You and your friend have completely misread that section.  It states that you can move out of your PPR for up to a year before it is sold and still have it considered your PPR.  It DOES NOT MEAN you can move into an investment property for a year before sale and have the property considered your PPR for CGT purposes.

The idea of course is to not penalise someone if it takes a while to sell their PPR but they need to move straight away.


----------



## therave (6 Jun 2006)

hi, i recently sold a property and investigated the cgt on this sale.on the revenue site i remember seeing that if you sell the property and re-invest the money back into another property then there is no cgt payable,but i don't have the link to hand and i thknk professional advice from an account would be best


----------



## dam099 (6 Jun 2006)

therave said:
			
		

> hi, i recently sold a property and investigated the cgt on this sale.on the revenue site i remember seeing that if you sell the property and re-invest the money back into another property then there is no cgt payable,but i don't have the link to hand and i thknk professional advice from an account would be best


 
It might be possible that using the search facility might have thrown up a link to some old out of date document about roll-over relief. I'm not sure how diligent Revenue are about deleting or flagging out of date data when a newer publication exists but the rollover relief was effectively abolished in 2002. 

In fact the current CGT1 document does refer to roll-over relief (see chapter 9) but states it is no longer available for disposals since 3/12/2002. _The reason it appears to be in there seems to be because there is a very limited application of these provisions allowing for gains on disposals prior to this dates which were rolled over due to reinvestment to continue to be rolled over if the subsequently purchased asset is sold and the proceeds continue to be reinvested but it only applies to the original gain deferred pre 3/12/2002 and not to any additional gains on the subsequent assets. This is largely irrelevant here as given the facts outlined by the OP this would not apply._


----------



## bazermc (7 Jun 2006)

FillSpectre said:
			
		

> On your point I didn't ask for a moral judgement plus what how does CGT paid by my friend help FTBs?


 
I know you didn't ask for my moral judgement but I gave it anyway becouse it just bugs me when people make a shed load of money on property and spend hours trying to find a loophole in the PPR legislation that does not exist.  In fact the particular section has been amended 5 times since CGT was first introduced (1975) and has been the subject of approx 15 court cases both in UK and Ireland.  On the other hand you have FTB's struggling to get on the ladder.  Obvisiously CGT paid by friend does not directly help FTB's, it is just about equality in the tax system.

Lastly regarding roll over relief it was abolished in December 2002.


----------



## CCOVICH (7 Jun 2006)

Keep it on topic please and save moral judgements for Letting off Steam please.

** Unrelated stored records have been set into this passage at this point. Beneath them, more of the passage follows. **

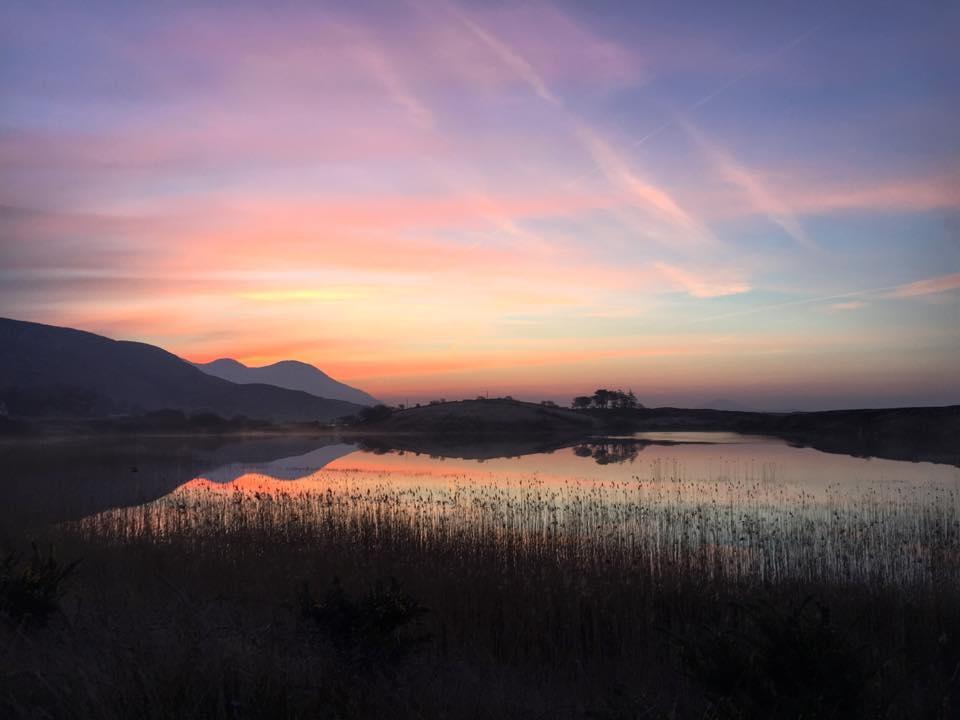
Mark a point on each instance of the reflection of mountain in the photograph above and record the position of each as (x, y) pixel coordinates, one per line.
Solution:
(287, 468)
(53, 482)
(48, 371)
(288, 374)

No more on the issue-thanks.


----------



## FillSpectre (7 Jun 2006)

bazermc said:
			
		

> I know you didn't ask for my moral judgement but I gave it anyway becouse it just bugs me when people make a shed load of money on property and spend hours trying to find a loophole in the PPR legislation that does not exist.  In fact the particular section has been amended 5 times since CGT was first introduced (1975) and has been the subject of approx 15 court cases both in UK and Ireland.  On the other hand you have FTB's struggling to get on the ladder.  Obvisiously CGT paid by friend does not directly help FTB's, it is just about equality in the tax system.
> 
> Lastly regarding roll over relief it was abolished in December 2002.




I hope it keeps on bugging you becasue those who stand in judgement like yourself deserve to be bothered by there own wild assumptions and views. My friend has paid a lot of tax over the years and kept the economy going when others in the 70s and 80s evaded tax. This was a question about a legal approach to holding on to a profit which he already paid tax on many times over the years while renting to a local authority. He'll keep his house and continue to provide a service. He wanted to reorgainse his assets and didn't feel like paying tax to do that. Can you tell me why you think a 70 year old man can't reorgainse his pension  without paying €120k to do so?

I'm sure you have paid every thing due to moral good rather than rules but others don't have to hence there are rules.


----------



## CCOVICH (7 Jun 2006)

Fine.

Thread locked.


----------